Like as long as she was the head strong commander who called Guts out on his shit and kept everyone in line she was the ‘salty bitch’ and suddenly she’s trembling and blushing and holding onto Guts’ cape and she’s everyone’s ‘waifu’ .
I don’t have a problem with the softness. I have a problem with how this is treated differently in the narrative than how she originally was portrayed. And one is positive and the other was rather unflattering.
omg strong agree
it was like as soon as casca became a love interest she started fretting about whether her muscles weren’t womanly, judeau talks about how she had to give up being a woman (lol jesus) as a mercinary, when she takes the healing powder to guts he also fondly thinks about how she’s “showing a soft side,” and then during the sex scene you have her getting self conscious of her scars and guts having to tell her he thinks she’s womanly enough.
like it’s run of the mill sexist stuff but still so annoying and unnecessary. i wouldn’t even dislike casca being self conscious when sex enters the picture because like, fine, she’s inexperienced, she’s different than most women in that she’s a strong mercinary, i could understand that affecting her self-image, but combined with the running commentary from judeau, plus like how you said, the way she seems to get consistently weaker and clingier and blushier, just doesn’t sit well with me.
(which isn’t to say she doesn’t still have some great moments after getting love interested up, but it’s like she has to be damseled extra hard to compensate.)
plus just in general what I love most about her seems to be more her informed attributes and a few moments of awesomeness (punching a wounded man in the stomach because she doesn’t like him, terrifying corkus, wholly commanding the respect and adoration of the Hawks, being called the 3rd best fighter in the Band who can take on ten strong men at once even if we never get to see that in action, taking command and leading the Hawks when Midland turns on them and at the start of the Eclipse, etc) so when she returns as a full character I’d just, really love to see that badass side in full epic action finally, without being weakened by her period or a drug or exhaustion, or up against an extra powerful enemy Guts needs to save her from, etc etc.

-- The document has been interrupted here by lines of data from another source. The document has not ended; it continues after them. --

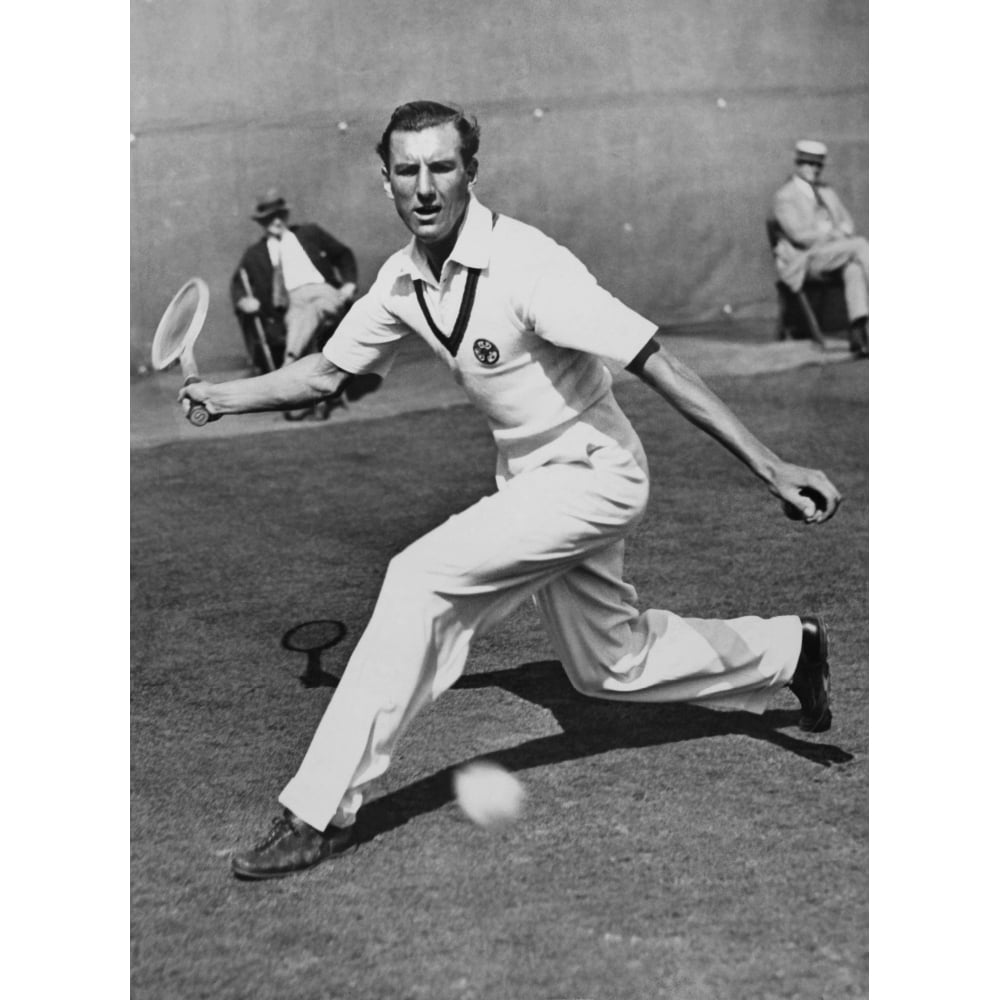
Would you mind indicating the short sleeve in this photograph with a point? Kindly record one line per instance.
(368, 337)
(569, 308)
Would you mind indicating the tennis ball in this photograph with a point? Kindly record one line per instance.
(814, 500)
(490, 796)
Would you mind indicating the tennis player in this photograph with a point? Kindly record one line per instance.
(524, 327)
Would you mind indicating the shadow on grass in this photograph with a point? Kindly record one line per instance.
(590, 726)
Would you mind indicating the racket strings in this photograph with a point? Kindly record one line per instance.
(314, 635)
(186, 309)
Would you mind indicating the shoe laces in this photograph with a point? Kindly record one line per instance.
(280, 827)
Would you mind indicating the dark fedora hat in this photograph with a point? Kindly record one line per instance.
(269, 206)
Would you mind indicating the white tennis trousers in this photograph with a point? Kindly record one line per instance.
(554, 533)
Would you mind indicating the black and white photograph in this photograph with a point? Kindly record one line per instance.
(499, 499)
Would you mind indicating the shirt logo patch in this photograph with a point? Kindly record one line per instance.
(486, 352)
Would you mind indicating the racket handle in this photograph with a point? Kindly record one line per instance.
(196, 413)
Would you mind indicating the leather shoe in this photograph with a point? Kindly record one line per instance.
(811, 681)
(292, 845)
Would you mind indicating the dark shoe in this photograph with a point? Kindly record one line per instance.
(858, 342)
(811, 680)
(323, 409)
(292, 846)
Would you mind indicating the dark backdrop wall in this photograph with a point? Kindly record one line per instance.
(665, 126)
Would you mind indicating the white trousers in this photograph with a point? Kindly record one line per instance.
(554, 533)
(849, 255)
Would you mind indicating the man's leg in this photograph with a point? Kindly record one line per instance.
(611, 651)
(849, 256)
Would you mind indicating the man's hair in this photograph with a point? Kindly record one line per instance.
(418, 115)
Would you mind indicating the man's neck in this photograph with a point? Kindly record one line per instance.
(438, 253)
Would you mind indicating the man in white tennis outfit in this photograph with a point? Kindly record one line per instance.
(524, 327)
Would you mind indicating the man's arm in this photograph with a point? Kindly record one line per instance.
(297, 385)
(689, 395)
(799, 220)
(339, 255)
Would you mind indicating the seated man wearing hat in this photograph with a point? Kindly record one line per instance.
(812, 235)
(293, 284)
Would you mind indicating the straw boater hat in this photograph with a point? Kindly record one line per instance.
(810, 151)
(269, 206)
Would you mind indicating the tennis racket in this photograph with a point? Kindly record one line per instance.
(174, 339)
(312, 638)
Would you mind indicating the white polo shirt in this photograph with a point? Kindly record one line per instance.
(530, 356)
(296, 267)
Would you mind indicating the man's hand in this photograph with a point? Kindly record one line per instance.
(806, 494)
(248, 305)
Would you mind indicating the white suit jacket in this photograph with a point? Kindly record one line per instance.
(799, 222)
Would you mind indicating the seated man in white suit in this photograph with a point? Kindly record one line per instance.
(813, 235)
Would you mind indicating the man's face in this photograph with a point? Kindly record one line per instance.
(428, 181)
(809, 171)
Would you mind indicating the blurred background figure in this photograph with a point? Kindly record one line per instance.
(812, 236)
(292, 287)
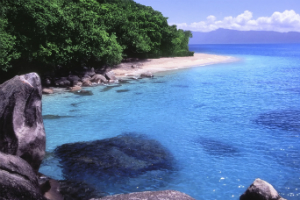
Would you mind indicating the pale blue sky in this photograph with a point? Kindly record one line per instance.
(195, 11)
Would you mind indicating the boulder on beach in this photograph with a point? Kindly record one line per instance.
(111, 160)
(17, 179)
(21, 125)
(146, 75)
(98, 78)
(110, 76)
(150, 195)
(261, 190)
(47, 91)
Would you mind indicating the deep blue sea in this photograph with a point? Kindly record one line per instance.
(226, 124)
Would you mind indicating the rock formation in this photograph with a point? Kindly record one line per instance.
(261, 190)
(21, 125)
(126, 155)
(17, 179)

Strong agree. Like I’ve said a few times that if Casca wakes up and does something really important plot-wise in reaction to her trauma that has to happen at this point in the story it would at least help a little to justify Casca’s 20 year long non-existence, but Miura’s comments make it so clear to me that he had no real long game for her in mind, and it wouldn’t change that fact. Like, like Guts, he shoved her into a cave for two years to keep her out of the way until he needed a damsel in distress and then a handy reason for Guts to try conquering his rage.
She really is like a walking plot device and it seems so obvious that it’s entirely because he didn’t know how to include her as a character in the plot so he just got rid of her character for a while in a really shitty way.
When it comes to G*tsca like… I mean technically I guess I prefer the tentative, two people giving something a shot vibe to say, a planned out epic romance, but the fact that it was just to give Guts more manpain is so, so gross. On the one hand at least there’s a silver lining there in the fact that Miura did not plan G*tsca as a true love happy ending thing from the start, which hopefully makes it less likely to happen, but on the other hand if it does turn into a romance again, then extra ew.
Especially since like, if he’s making it up as he goes along, the idea of Miura writing their “relationship” the way he did throughout the last 3 arcs and then deciding romance is the way to go from there is… horrifying lmao.
But whatever I’m clinging to “your wishes may not be her wishes” like a life raft rn.